I wrote a .NET application that's designed to take a large number (>10,000) of very small files from one directory and organize them into a directory tree that goes root/yyyy/MM/dd/file.name. The application works, and it's fast for smallish numbers (<1,000) of files, but the more files I have to move, the longer it takes. I'm a newbie at .NET and C#, but could something like running the move in parallel make it go faster? Or compressing the files in batches before the move? Ultimately, I'm trying to avoid problems with the program stalling or failing when the number of files to move gets too large.
This is the code I'm using:
using System;
using System.IO;
using System.Configuration;
namespace consolefilemover
{
internal class Program
{
static void Main(string[] args)
{
string rootDir = ConfigurationManager.AppSettings["rootDir"];
string[] files = Directory.GetFiles(rootDir);
string log = "auditlog.txt";
foreach (string filePath in files)
{
FileInfo fileInfo = new FileInfo(filePath);
DateTime lastModifiedDate = fileInfo.LastWriteTime;
// Create the destination directory path based on the last modified date
string destinationDir = Path.Combine(rootDir, lastModifiedDate.ToString("yyyy"), lastModifiedDate.ToString("MM"), lastModifiedDate.ToString("dd"));
// Create the destination directory if it doesn't exist
Directory.CreateDirectory(destinationDir);
// Move the file to the destination directory
string destinationFilePath = Path.Combine(destinationDir, Path.GetFileName(filePath));
if (!File.Exists(destinationFilePath))
{
File.Move(filePath, destinationFilePath);
}
else
{
destinationFilePath = Path.Combine(destinationDir, Path.GetFileNameWithoutExtension(filePath) + DateTime.Now.ToString("yyyyMMddHHmmss") + Path.GetExtension(filePath));
File.Move(filePath, destinationFilePath);
}
//Making a location for monthly audit logs
string logfile = Path.Combine(rootDir, lastModifiedDate.ToString("yyyy"), lastModifiedDate.ToString("MM"), log);
//Define the data for the log file
string logInfo = Environment.NewLine + lastModifiedDate.ToString("yyyyMMdd") + " | Source: " + filePath + " | dest: " + destinationFilePath;
//Creates Log File
File.AppendAllText(logfile, logInfo);
}
}
}
}
Start by replacing Directory.GetFiles
with Directory.EnumerateFiles
. This will allow you to avoid large array allocation.
Then, create a HashSet
of created directories and check it first before calling Directory.CreateDirectory
. This will save you a lot of I/O if their values are repeated frequently.

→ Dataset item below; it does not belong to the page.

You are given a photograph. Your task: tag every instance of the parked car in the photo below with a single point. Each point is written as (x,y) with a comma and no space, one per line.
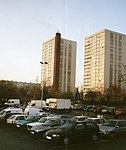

Also replace string concatination
Path.GetFileNameWithoutExtension(filePath) + DateTime.Now.ToString("yyyyMMddHHmmss") + Path.GetExtension(filePath)
With interpolation
$"{Path.GetFileNameWithoutExtension(filePath)}{DateTime.Now.ToString("yyyyMMddHHmmss")}{Path.GetExtension(filePath)}"
To reduce number of intermediate string allocations.